How To End the Real War
July 29th, 2005 . by TomFrom Dori, at Talk Nation Radio
Our dysfunctional leaders have ended their “War on Terror” and started “a war on extremism” while policy experts Like Gareth Porter craft real exit strategies; Here is an overview of what the White House is doing in their war on words followed by a transcript (next post above) of my Friday, July 29, 2005 interview with Gareth Porter for WHUS radio and Talk Nation Radio.
Beyond Words! How To End the Real War, Not Just Bush’s War of the Words
Dori Smith, Talk Nation Radio, July 29, 2005At least one of the Bush Administration’s wars has ended, according to Gen. Richard B. Myers. Unfortunately, it is only a war of words and talking points. We should now expect the phrase, “global struggle in the war on extremism” to replace “war on terror” during White House press conferences. Those of us who feel terrified about U.S. foreign policy are supposed to feel better now.
The change comes as the White House faces growing criticism about policy failures in Iraq. If the President does not use the term: “war on terrorism,” anymore people from the Middle East to Middle America are supposed to regain their confidence in him.
This is hardly encouraging, but it may be telling. The U.S. Military brass have been pressing for this change in rhetoric for some time. In fact, A few days earlier Lt. Gen. Wallace Gregson told the Naval War College’s Current Strategy Forum that the U.S. should be seen more as siding with moderate Islam, and “avoid being set up as an enemy of Islam,” reported, “Inside Defense.”
Could this signify that the policy of the neoconservatives is under more careful scrutiny by the military men and women being asked to carry it out?
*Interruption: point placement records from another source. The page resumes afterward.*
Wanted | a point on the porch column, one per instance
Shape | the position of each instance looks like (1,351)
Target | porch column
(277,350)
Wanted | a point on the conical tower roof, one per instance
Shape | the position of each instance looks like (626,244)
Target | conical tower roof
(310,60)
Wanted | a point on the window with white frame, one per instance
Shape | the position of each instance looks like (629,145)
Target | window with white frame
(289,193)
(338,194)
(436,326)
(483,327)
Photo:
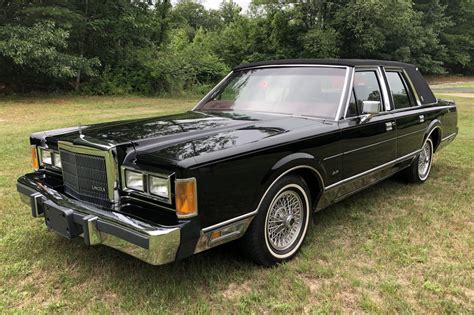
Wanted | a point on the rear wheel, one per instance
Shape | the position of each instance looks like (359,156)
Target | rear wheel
(420,169)
(279,228)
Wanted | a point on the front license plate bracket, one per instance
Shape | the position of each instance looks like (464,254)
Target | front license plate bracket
(61,221)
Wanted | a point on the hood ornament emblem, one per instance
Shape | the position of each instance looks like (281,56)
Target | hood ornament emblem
(80,131)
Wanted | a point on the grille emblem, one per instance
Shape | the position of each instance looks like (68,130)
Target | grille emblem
(98,188)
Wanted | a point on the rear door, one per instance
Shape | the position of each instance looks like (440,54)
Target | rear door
(409,116)
(367,144)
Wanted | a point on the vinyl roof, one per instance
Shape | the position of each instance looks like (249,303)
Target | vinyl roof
(338,62)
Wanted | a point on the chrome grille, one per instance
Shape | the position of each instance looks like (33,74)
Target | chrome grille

Eric Schmitt and Thom Shanker wrote in the New York Times July 26th that the retooling of slogans is designed to accommodate those in the Military who have seen the term “war on terror” as something to be fought by people
in uniform.Naturally, this raises confusing issues about just who will be fighting the new “war against extremism.” But in the new wars of words such things may be seen as unimportant. Schmitt and Shanker suggest that the language change was made by PR maven Karen Hughes as she tries to win the war for hearts and minds again.
Unfortunately, for those seeking a real end to the Iraq war the retooling signifies no sea change in U.S. policy toward those Bush has described as America’s “enemies.” It merely suggests that the White House wants to stop using rhetoric that has gotten Bush into trouble with conservatives and liberals alike.
No one should assume that this retooling of words indicates an honest desire to return the nation to the days when diplomacy didn’t imply weakness though. In fact, the word change really signals a return to the face off against “good and evil” defined by neoconservatives like Bill Bennett and Michael Ledeen.
Bennett famously told CNN that Congress should wage war against “militant Islam” in Lebanon, Libya, Syria, Iraq, Iran, and (strangely) China. In a March 24, 2003 American Conservative piece on the neoconservatives, Patrick J. Buchannan explained that rhetoric about using America’s military was incorporated into the “National Security Strategy,” playbook the White House has been using to wage real war. General Meyers merely dropped the word “Muslim” from Lt. Gen. Wallace Gregson’s description of the war the White House intends to finish regardless of the cost.
When Buchannan traced the language used in the early 1990s by neoconservatives like former Deputy Secretary of Defense Paul Wolfowitz, now head of the World Bank, he was demonstrating that the Wolfowitz doctrine on creating a “permanent U.S. military presence on six continents,” had been transformed into dangerous policy. In fact, Wolfowitz and others planned to use their PNAC plans to discourage other nations from becoming “competitive with America” as Buchannan feared, and the beating down any extremists along the way was a secondary issue, in spite of 9/11.
Where Buchannan expressed his highest level of concern about where the war of words, and less obvious policies would lead America in the Middle East, he linked the issue of “competitor” nations to the Arab countries that the right wing Likud Party in Israel saw as a problem too.
Now, two years later, foreign policy analysts who see the danger in the neocon’s “National Security Strategy” are working overtime to develop their own strategies for American troops to leave Iraq.
Historian Gareth Porter, has written one of the most comprehensive analyses on a workable exit strategy from Iraq. He asserts that negotiations between and Shiite and Sunni leaders are vital so American forces can leave behind a more stable country and not provoke further civil war.
In an interview July 27th, Porter discussed research on his, “Third Choice” for Iraq; “A Responsible Exit Strategy.” The findings will be published in the September issue of Middle East Policy.
“I really believe that our only hope for turning this policy around is that we could get responsible leaders in Congress to take a direct role in working with the administration on fashioning a new policy in Iraq,” he said.
The post above this contains a transcript of the interview with Gareth Porter in which he explains how armed groups resisting the U.S.-led government in Iraq and Sunni leaders are now interested in negotiations. He said such negotiations are needed to prevent the worsening of a civil war that has already started and will get much worse unless America provides an exit date and a strategy to leave behind a more united Iraq.